Finally, we enrich the GO biological process and KEGG pathway of each module by David to annotate these modules. We find that these modules are associated with inflammation, immunization, and apoptosis (Fig 4B, S11 Table). We present in detail two of the converged modules (Module 1 and Module 7) (Fig 4A), selected to show the method's ability to reproduce diverse features of these compound-target interactions.

Fig 4
Illustration of heterogeneous network convergence and modularization analysis.

Module 1

Module 1 reflects the 187 interactions between 18 molecules and 87 targets. The 87 targets are not only from Bovine, but also from STRP1 and STRPN these two species. Among them, an overwhelming number of targets are from Bovine (95.4%, 83/87). Thus we annotate the biological process and KEGG pathway of Module 1 (S11 Table) by using these Bovine targets.

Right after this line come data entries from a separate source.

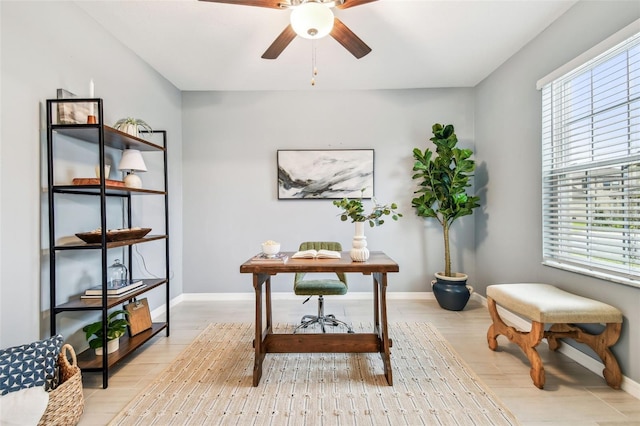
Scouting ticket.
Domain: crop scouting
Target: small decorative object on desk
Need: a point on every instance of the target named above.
(317, 254)
(270, 248)
(354, 210)
(276, 258)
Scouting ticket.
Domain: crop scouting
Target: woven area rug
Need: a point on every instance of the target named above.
(210, 383)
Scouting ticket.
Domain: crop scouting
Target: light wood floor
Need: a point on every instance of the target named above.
(573, 395)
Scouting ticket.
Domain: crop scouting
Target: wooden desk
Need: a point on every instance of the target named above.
(265, 341)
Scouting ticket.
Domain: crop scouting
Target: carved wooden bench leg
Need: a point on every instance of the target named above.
(600, 343)
(526, 340)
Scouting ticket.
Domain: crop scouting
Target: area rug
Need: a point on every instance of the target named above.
(210, 383)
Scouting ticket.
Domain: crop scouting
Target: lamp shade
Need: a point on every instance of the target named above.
(132, 161)
(312, 20)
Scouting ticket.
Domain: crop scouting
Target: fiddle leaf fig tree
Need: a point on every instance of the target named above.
(443, 181)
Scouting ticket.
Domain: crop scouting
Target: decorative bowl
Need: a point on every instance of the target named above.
(270, 248)
(113, 235)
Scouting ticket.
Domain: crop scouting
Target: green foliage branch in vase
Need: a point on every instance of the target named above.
(443, 181)
(116, 328)
(354, 209)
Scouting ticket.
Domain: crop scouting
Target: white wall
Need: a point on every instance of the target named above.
(230, 179)
(508, 142)
(45, 46)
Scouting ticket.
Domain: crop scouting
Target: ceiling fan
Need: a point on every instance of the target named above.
(310, 19)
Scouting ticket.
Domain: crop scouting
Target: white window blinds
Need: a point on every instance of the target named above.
(591, 166)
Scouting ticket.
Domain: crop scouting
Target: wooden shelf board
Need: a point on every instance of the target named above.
(88, 360)
(111, 244)
(79, 304)
(110, 190)
(112, 137)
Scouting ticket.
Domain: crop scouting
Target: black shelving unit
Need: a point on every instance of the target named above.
(101, 136)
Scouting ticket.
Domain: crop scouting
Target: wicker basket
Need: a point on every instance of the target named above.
(66, 402)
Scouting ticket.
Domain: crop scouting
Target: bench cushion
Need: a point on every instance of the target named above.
(546, 303)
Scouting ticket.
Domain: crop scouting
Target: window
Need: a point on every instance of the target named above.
(591, 166)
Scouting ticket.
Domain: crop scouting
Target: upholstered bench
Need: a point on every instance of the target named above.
(544, 303)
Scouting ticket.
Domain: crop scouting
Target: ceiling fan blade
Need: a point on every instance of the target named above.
(348, 39)
(352, 3)
(273, 4)
(280, 43)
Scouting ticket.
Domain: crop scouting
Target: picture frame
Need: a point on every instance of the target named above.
(71, 112)
(325, 174)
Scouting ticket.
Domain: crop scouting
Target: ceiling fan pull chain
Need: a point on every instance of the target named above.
(314, 68)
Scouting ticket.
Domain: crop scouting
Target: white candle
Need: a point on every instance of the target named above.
(91, 111)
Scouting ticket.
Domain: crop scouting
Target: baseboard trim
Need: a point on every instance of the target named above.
(592, 364)
(288, 295)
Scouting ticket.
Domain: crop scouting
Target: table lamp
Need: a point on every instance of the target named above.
(132, 162)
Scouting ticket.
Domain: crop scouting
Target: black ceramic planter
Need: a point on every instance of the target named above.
(452, 293)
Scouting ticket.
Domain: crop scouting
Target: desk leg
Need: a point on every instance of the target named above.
(380, 287)
(258, 343)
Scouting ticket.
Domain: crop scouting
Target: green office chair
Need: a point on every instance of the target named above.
(320, 287)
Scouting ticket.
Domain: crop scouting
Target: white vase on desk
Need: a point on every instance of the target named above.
(359, 251)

For biological process, the top 5 are respectively proteolysis involved in proteolysis involved in cellular protein catabolic process, cellular protein catabolic process, protein catabolic process, regulation of small GTPase mediated signal transduction, and cellular macromolecule catabolic process. These biological processes are all associated with protein catabolic. Interestingly, it has been reported that lung disorders where the inflammatory mediators produce direct lung damage and cause catabolism or protein degradation [42]. And therefore, the molecules in Module 1 can therapeutic for Bovine pneumonia by intervening these functionally related target proteins. For example, Vicenin-2 (M155), a flavonoid glycoside, is a potential anti-inflammatory constituent of Licorice [43]. Inflammatory stimuli increase SAMHD1 [44], which is a target protein of Vicenin-2. In addition, by literature research, we also observe the Bovine pneumonia associated biological function of targets in Module 1 belong to other species. For example, Cas9, a target of STRP1, can mediate bacterial immunity.

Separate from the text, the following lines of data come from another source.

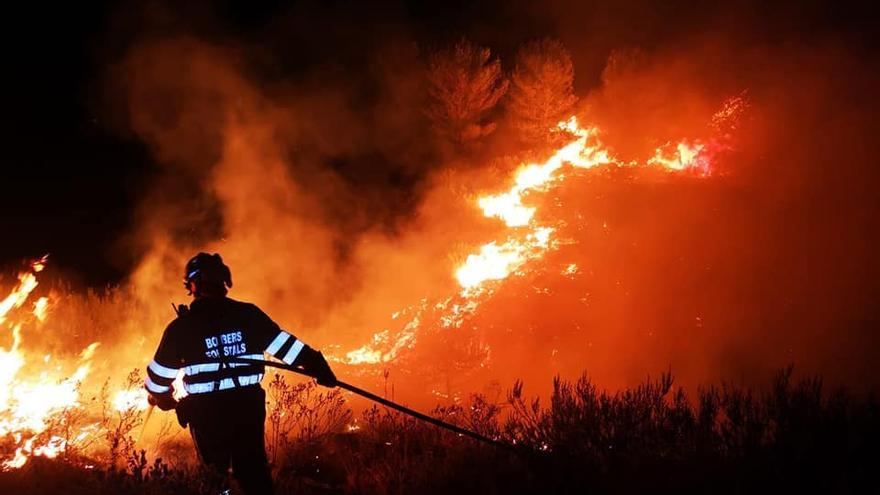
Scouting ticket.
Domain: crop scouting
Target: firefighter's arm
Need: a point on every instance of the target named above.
(286, 347)
(162, 371)
(166, 402)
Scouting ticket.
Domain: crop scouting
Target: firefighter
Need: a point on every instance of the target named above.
(225, 407)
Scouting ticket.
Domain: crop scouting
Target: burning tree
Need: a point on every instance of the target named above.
(464, 85)
(542, 91)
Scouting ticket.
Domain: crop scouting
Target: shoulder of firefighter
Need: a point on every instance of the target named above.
(201, 342)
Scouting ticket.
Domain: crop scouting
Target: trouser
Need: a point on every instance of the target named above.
(227, 428)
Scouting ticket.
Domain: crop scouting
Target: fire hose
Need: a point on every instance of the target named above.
(381, 400)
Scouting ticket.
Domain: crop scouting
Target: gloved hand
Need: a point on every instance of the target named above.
(314, 365)
(165, 401)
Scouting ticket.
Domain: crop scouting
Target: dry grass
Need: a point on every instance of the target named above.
(791, 437)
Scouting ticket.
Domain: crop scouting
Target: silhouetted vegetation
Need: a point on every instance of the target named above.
(794, 436)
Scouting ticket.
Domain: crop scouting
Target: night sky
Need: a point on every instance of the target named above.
(73, 175)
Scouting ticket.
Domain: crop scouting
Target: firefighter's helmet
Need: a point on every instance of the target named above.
(207, 269)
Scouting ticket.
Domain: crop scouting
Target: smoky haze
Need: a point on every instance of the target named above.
(298, 147)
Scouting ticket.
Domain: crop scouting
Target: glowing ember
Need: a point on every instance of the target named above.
(127, 400)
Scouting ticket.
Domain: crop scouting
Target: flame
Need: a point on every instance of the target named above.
(29, 404)
(528, 239)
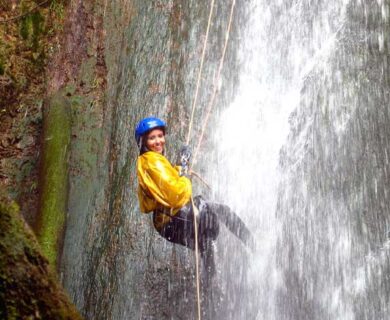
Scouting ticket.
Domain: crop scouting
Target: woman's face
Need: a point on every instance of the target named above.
(155, 140)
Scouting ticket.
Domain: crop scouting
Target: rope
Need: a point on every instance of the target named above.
(209, 108)
(215, 85)
(196, 213)
(200, 71)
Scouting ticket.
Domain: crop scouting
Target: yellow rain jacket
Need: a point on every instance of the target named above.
(161, 188)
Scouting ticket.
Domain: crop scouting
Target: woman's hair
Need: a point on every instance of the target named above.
(143, 147)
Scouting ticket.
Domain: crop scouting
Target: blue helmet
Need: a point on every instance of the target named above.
(146, 125)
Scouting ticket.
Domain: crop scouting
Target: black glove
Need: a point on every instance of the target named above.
(185, 156)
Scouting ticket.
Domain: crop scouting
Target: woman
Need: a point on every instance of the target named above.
(165, 192)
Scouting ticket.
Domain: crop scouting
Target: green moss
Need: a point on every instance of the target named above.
(57, 131)
(28, 287)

The result of KEGG pathway enrichment shows that MAPK signaling pathway, Inositol phosphate metabolism, Ubiquitin mediated proteolysis, Arrhythmogenic right ventricular cardiomyopathy (ARVC), and Cardiac muscle contraction pathway play important roles in Module 1. For example, MAPK signaling pathway (Fig 5) is a chain of proteins that plays a key role in anti-inflammatory therapy [45]. Members of Inositol phosphates metabolism pathway are a group of mono- to polyphosphorylated inositols [46]. They play crucial roles in diverse cellular functions, such as cell growth, apoptosis, cell migration, endocytosis, and cell differentiation [47]. Ubiquitin mediated proteolysis involves in the degradation of native cellular proteins [48].

Fig 5
Active mechanism of erchen decoction in combating Bovine pneumonia of Module 1.

Module 7

Module 7 is an example of a converged module that covers primarily of Bovin genes encoding proteins (17 of 28) and, STRP1 targets (9/28). Also, there are two STRPN targets in Module 7. In consideration of the number of targets in each species, we respectively enrich the biological process and KEGG pathway of Bovin (S11 Table) and STRP1 (S12 Table) targets in Module 7. The results show that these two categories of targets participate in diverse metabolic pathways and cellular roles.

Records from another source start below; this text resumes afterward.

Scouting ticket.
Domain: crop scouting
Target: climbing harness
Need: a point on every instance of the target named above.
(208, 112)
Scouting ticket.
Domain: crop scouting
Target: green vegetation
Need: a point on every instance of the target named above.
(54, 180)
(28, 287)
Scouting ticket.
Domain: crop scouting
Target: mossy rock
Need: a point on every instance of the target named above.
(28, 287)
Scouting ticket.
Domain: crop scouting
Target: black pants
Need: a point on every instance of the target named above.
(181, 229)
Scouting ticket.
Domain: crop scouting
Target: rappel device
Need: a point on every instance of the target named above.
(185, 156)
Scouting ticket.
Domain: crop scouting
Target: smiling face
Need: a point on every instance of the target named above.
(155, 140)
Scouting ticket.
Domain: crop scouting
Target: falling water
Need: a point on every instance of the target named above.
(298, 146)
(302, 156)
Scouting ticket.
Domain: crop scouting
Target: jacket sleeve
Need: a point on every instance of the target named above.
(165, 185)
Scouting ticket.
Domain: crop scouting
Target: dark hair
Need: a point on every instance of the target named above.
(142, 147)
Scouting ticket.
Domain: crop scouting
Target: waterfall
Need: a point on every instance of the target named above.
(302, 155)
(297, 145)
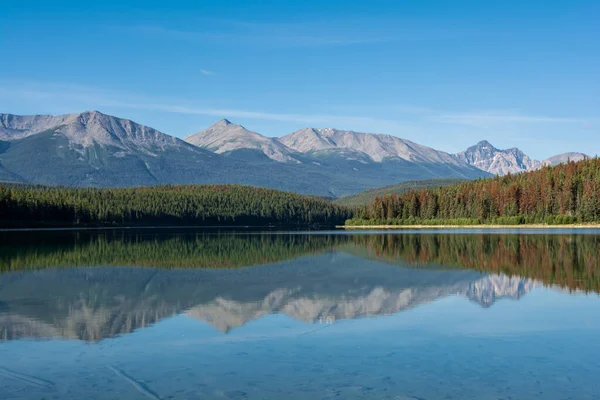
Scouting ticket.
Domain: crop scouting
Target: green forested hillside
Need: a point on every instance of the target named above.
(567, 193)
(35, 206)
(367, 196)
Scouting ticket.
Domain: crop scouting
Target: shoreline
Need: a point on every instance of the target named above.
(523, 226)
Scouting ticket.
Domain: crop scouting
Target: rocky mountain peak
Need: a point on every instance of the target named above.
(498, 162)
(225, 136)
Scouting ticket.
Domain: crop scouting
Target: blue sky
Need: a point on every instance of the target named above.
(442, 73)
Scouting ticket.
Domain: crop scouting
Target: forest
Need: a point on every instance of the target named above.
(565, 194)
(194, 205)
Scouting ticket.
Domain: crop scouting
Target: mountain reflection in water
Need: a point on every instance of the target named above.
(96, 285)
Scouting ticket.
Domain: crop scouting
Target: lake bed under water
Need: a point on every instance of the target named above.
(182, 314)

The Bovin targets in Module 7 are mainly involved in programmed cell death, cell death, death, apoptosis, and positive regulation of cellular component organization. Thus, molecules in Module 7 are intimately correlated to regulate cell apoptosis. This result is supported by a recent study that chlamydia pneumonia induces T cell apoptosis through glutathione redox imbalance and secretion of TNF-alpha [49]. In particular, Beta-Glucan (M188), which is derived from Tuckahoe, was predicted to target ACTA1. Beta-Glucan has been reported to inhibit the growth of bacteria, virus, and fungus [50], to stimulate macrophages as immune enhancer [51] and enhance apoptosis in human colon cancer cells SNU-C4 [52]. Interestingly, mutations in the gene ACTA1 account for cell death [53]. Also, we evaluate the 9 STRP1 targets to test whether the proteins encoded by genes in the same module have related functions. These targets involve in many biological processes, such as translation, amino acid activation, tRNA aminoacylation for protein translation, tRNA aminoacylation, and tRNA metabolic process. In brief, these biological processes are all relevant to cell metabolic. Study shows that changes in metabolic processes play a critical role in the survival or death of cells subjected to various stresses [54]. Thus, despite the targets in the same module belong to different species, they still share homogeneous function.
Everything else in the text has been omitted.